Alexandria Davis, designer at IA Interior Architects, said that “the idea of different perspectives is stepping outside of yourself to solve problems for someone else. You should not see me when I create a space; you should see my client.” But rendering that client-centric space requires skills, averred Davis’s colleague John Capobianco, design director at IA Interior Architects. “Listening is the most undervalued skill in the profession. If we can’t listen then we can’t understand.”

“Use social media as a tool,” Davis added. “Let it be a supporting actor, not the lead.”

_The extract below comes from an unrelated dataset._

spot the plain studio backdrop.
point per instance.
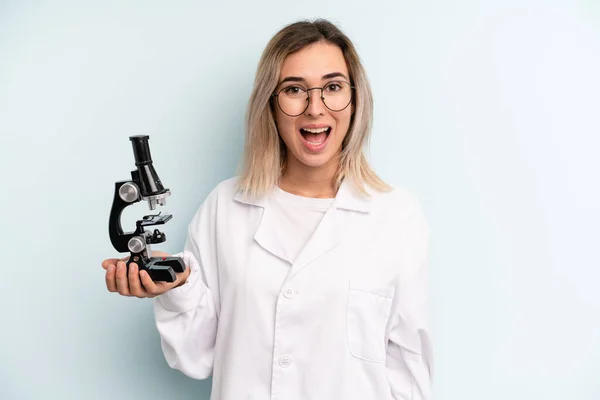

Gina Hermida, director of global design, Royal Bank of Canada, stated that “I struggle to see how social media is supporting equity in today’s design. How do communities around us connect with design, and how does nature connect with that? So if you’re designing somewhere in Africa or Brazil or Europe . . . I think we designers as a collective need to see ways in which we can come to a deeper understanding of the surroundings, where we are, what are our local materials, what makes sense for the climate and the culture.”

Another panelist, Suzanne Tick, founder, Tick Studio, championed travel and learning as a means of increasing racial equity: “I feel there’s very homogenous design out there and no diversity . . . Get out there, experience things, experience what’s happening in the world so you can become inspired.”

Capobianco concurred: “Equity and diversity don’t just happen because our skin colors are different or our financial backgrounds vary. You have to get out there. There’s this old design school idea that design directors lead by ego. I think as practitioners we really need to get rid of that.”

Tick ended with a pithy phrase: “Be more physical and human and less digital.”


The Think Tank discussions were held on September 29, October 6, and October 13. The conversations were presented in partnership with Garden on the Wall, GROHE, Mannington Commercial, Ultrafabrics, and Versteel.